Is $(x_1x_2+x_3x_4, 2x_1x_2+x_5x_6)$ a prime ideal?

Question

I'm studying for my Qualifying exam and I found the following question in an old question bank.

Let $\mathbb{K}$ be an algebraically closed field (char $\mathbb{K}\not=2$). Is $\mathbb{K}[x_1,x_2,x_3,x_4,x_5,x_6]/(x_1x_2+x_3x_4, 2x_1x_2+x_5x_6)$ an integral domain?
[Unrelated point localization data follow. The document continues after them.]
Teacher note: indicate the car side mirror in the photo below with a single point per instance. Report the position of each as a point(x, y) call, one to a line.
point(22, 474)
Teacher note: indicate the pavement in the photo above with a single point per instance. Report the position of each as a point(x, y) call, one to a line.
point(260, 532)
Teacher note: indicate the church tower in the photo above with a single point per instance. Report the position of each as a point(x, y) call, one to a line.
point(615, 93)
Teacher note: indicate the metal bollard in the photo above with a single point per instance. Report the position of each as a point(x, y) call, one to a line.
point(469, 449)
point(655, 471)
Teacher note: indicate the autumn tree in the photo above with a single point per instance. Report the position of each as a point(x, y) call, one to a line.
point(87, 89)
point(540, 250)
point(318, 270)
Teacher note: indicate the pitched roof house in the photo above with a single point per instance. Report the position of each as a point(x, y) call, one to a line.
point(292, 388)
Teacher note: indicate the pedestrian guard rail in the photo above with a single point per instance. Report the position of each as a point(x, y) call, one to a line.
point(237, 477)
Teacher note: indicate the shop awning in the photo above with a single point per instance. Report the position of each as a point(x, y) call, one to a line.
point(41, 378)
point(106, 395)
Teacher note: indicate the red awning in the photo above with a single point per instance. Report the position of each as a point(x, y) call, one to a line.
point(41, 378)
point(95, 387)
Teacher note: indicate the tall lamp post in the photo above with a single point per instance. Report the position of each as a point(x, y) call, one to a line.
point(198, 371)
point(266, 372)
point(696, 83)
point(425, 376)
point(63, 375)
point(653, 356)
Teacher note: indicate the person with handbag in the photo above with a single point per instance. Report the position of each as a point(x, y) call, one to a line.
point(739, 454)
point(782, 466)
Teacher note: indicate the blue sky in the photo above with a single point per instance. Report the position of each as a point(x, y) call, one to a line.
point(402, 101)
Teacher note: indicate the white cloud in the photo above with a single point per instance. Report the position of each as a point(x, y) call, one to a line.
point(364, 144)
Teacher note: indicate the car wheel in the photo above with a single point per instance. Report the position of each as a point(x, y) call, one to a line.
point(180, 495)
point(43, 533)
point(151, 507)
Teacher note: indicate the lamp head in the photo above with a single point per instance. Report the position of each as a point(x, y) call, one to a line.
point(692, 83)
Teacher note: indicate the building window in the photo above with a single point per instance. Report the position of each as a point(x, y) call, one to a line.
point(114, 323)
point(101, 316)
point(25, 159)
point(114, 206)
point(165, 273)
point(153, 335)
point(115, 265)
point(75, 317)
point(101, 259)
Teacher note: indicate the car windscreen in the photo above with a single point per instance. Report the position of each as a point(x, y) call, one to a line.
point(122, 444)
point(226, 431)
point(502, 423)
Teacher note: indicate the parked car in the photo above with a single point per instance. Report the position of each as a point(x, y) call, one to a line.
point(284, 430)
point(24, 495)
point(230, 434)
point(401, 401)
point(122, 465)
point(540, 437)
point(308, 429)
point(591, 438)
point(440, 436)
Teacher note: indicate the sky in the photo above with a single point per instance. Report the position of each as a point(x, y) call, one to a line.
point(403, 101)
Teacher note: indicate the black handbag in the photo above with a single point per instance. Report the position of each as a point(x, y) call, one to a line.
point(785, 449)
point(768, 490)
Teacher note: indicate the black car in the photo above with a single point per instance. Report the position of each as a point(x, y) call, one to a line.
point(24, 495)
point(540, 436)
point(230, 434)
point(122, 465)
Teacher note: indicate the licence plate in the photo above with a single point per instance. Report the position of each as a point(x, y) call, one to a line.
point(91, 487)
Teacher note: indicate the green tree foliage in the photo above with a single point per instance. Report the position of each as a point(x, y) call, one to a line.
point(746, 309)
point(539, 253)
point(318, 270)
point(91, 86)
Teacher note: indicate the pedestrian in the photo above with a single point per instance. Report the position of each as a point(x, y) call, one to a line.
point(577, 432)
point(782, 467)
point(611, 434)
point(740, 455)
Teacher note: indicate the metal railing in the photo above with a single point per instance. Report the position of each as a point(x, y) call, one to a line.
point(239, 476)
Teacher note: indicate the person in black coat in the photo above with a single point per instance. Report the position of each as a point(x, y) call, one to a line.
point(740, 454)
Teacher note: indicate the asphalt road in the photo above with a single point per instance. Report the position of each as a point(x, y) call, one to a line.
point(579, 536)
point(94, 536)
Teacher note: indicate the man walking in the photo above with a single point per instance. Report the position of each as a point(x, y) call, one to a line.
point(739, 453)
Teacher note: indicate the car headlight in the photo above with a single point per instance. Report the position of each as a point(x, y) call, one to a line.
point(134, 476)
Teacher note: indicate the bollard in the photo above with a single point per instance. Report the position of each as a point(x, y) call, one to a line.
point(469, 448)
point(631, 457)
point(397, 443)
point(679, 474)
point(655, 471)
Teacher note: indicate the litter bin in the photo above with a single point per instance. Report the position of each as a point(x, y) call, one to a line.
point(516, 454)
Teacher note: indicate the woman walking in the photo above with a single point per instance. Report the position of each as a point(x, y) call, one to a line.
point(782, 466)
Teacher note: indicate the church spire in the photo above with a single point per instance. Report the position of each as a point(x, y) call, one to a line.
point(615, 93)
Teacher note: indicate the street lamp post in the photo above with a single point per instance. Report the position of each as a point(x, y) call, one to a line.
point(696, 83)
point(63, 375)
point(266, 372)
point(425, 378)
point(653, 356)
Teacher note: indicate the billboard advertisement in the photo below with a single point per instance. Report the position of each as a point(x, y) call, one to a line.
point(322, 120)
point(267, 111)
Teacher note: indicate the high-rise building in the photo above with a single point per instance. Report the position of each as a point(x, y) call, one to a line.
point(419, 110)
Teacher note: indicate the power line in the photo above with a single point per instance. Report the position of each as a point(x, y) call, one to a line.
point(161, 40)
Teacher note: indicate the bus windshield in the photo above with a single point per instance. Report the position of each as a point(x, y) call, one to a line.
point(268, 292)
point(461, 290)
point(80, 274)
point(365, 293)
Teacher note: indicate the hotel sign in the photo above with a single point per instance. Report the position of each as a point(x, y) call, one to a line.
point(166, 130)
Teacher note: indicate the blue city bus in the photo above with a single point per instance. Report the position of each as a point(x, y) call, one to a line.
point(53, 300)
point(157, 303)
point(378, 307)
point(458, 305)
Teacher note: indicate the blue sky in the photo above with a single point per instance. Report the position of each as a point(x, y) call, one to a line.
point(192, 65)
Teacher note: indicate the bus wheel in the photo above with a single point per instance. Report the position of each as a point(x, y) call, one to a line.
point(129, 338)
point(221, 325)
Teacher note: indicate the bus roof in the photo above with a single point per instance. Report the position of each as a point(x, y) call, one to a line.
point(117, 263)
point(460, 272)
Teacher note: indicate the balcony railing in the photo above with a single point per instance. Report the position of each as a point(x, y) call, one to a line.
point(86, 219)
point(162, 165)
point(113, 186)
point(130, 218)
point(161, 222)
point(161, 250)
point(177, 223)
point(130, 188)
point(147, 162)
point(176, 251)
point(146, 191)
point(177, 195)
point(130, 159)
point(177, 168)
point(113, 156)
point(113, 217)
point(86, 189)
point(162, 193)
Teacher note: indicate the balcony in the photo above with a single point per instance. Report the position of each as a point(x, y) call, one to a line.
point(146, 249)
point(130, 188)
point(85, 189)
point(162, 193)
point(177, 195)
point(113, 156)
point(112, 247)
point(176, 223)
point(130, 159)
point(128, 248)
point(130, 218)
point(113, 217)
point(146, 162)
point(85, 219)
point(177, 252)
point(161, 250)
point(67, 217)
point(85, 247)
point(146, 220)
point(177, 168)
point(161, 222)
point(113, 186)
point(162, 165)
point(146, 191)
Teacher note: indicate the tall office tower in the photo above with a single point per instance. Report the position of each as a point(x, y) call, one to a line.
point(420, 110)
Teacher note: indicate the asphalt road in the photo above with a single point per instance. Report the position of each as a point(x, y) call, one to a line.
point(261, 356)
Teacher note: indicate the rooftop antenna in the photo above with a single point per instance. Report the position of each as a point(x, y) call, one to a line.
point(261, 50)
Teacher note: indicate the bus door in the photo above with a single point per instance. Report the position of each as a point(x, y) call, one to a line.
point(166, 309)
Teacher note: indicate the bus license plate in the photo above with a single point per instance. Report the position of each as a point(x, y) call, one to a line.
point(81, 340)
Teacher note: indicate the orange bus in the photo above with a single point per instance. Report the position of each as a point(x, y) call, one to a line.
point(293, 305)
I have proven that each of the generators of the ideal is irreducible, and hence prime and I thought ideal generated by prime elements will be a prime ideal, but it turns out that's not true. TBH, I don't really know any tricks to prove an ideal is a prime ideal, other than the definition and the integral domain condition.

Answer 1

Using the change of variables proposed by Minglingmaster, for example, you are reduced to prove that $R=K[y_1,y_2,y_4,y_6][y_3,y_5]/(y_3^2-p,y_5^2-q)$ is an integral domain, where $p,q\in K[y_1,y_2,y_4,y_6]$ are such that $p,q,p/q$ are not squares in $L=K(y_1,y_2,y_4,y_6)$.

It is then well-known (and a good exercise) to show that $1,\sqrt{p},\sqrt{q},\sqrt{pq}$ are $L$-linearly independent.

That being said, consider the ring morphism $f:K[y_1,y_2,y_4,y_6][y_3,y_5]\to L(\sqrt{p},\sqrt{q})$ , sending $P$ to $P(y_1,y_2,\sqrt{p},y_4,\sqrt{q},y_6)$.

I claim that the kernel is $I=(y_3^2-p,y_5^2-q)$. Clearly, $I$ is contained in $\ker(f)$. Now let $P\in \ker(f)$. Dividing by $y_3^2-p$, then by $y_5^2-q$, one may write $P=Q_0+Q_1y_3+Q_2y_5+Q_3y_3y_5+S$, where $Q_0,Q_1,Q_2,Q_3\in K[y_1,y_2,y_4,y_6]$ and $S\in I$.

Applying $f$, we get $Q_0+Q_1\sqrt{p}+Q_2\sqrt{q}+Q_3\sqrt{pq}=0\in L(\sqrt{p},\sqrt{q})$. By the linear independence mentioned above, $Q_0=Q_1=Q_2=Q_3=0$, meaning that $P=S\in I$.

This, $\ker(f)=I$, and $f$ induces an injective ring morphism $R\to L(\sqrt{p},\sqrt{q})$. Hence $R$ is isomorphic to a subring of a field. In particular, $R$ is an integral domain.